KBRT – Keputusan Kementerian Dalam Negeri (Kemendagri) yang menetapkan 13 pulau di kawasan Teluk Prigi berada dalam kuasa Pemerintah Provinsi Jawa Timur, kembali mendapat sorotan. Kali ini, kritik datang dari nelayan asal Prigi, Kecamatan Watulimo, Kabupaten Trenggalek, yang merasa terdampak secara langsung.
Nur Kawit, salah satu nelayan senior di Prigi, mengungkapkan kekecewaannya. Ia menilai bahwa kawasan 13 pulau tersebut memiliki posisi yang sangat vital bagi nelayan dalam mencari ikan.
“Itu tempat strategis mencari ikan karena dekat pulau pasti tempat gerombolan ikan. Memang di situ sentral dari ikan karena daerah itu seperti laut, kalau tidak ada pulaunya ikannya itu hanya ikan migran,” ujar Nur Kawit.

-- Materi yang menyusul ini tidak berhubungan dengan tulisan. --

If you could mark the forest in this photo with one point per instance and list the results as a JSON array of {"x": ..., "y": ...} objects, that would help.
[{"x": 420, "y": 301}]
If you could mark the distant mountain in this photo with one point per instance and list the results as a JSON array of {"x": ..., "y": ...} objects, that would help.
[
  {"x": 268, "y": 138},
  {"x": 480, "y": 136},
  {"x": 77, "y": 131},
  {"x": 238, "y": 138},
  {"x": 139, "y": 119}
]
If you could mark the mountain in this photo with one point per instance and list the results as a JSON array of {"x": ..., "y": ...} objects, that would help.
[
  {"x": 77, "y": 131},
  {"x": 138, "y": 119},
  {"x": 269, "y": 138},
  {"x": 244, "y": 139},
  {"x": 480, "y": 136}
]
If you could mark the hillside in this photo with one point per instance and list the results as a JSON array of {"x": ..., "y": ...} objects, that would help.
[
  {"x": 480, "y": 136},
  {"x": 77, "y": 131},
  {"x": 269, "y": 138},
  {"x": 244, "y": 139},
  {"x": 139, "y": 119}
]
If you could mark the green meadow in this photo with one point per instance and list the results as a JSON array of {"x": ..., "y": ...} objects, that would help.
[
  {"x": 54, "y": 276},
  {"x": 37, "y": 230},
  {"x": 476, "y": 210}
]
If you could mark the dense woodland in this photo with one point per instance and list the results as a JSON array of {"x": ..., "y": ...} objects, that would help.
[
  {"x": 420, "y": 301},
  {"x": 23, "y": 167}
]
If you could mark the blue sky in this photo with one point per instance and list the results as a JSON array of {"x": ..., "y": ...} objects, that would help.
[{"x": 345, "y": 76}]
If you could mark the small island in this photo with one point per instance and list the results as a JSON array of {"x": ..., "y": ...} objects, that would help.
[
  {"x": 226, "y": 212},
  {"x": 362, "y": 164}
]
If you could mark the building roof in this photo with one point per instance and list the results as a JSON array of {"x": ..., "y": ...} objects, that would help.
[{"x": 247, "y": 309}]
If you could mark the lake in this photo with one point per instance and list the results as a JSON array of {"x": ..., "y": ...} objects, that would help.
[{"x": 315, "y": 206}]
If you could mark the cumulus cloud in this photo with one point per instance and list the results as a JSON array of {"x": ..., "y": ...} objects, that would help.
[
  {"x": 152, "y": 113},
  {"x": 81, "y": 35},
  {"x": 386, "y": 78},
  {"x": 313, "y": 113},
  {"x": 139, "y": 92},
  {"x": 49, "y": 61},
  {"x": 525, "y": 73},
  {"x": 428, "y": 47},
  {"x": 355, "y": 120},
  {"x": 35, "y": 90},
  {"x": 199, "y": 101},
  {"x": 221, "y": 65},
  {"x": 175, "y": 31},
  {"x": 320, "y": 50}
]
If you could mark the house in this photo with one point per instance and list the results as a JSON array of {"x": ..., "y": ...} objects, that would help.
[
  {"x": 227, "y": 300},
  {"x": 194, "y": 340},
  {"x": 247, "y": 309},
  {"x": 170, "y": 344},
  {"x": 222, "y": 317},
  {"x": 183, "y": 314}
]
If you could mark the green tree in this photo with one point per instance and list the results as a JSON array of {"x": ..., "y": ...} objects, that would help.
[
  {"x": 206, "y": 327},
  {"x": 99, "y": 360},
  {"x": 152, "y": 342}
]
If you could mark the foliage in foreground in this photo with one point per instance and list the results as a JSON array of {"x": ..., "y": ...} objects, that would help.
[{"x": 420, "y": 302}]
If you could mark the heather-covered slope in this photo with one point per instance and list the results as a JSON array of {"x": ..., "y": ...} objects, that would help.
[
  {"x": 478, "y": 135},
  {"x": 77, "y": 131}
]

Ia menjelaskan bahwa gugusan pulau yang kini disengketakan merupakan jalur lalu lintas utama nelayan dari Teluk Prigi saat berangkat maupun kembali dari melaut. Jika wilayah itu tak lagi menjadi bagian dari Trenggalek, ia khawatir akan muncul kebijakan baru yang berpotensi merugikan.
“Siapa tahu dengan klaim sepihak itu terus nanti bikin aturan baru, yang jelas nanti merugikan kita sebagai nelayan,” tambahnya.
Nur Kawit juga mencurigai adanya motif tertentu di balik klaim sepihak tersebut. Ia menilai, sulit mempercayai bahwa keputusan tersebut dibuat tanpa kepentingan tertentu.
“Tidak mungkin mengklaim suatu wilayah jika tidak ada tujuannya,” tegasnya.
Menurutnya, aktivitas nelayan dan sejarah budaya di kawasan 13 pulau lebih lekat dengan masyarakat Trenggalek, khususnya nelayan Prigi. Ia menyebut, nelayan Tulungagung tidak memiliki keterkaitan yang kuat dengan kawasan itu, baik dari sisi ekonomi maupun budaya.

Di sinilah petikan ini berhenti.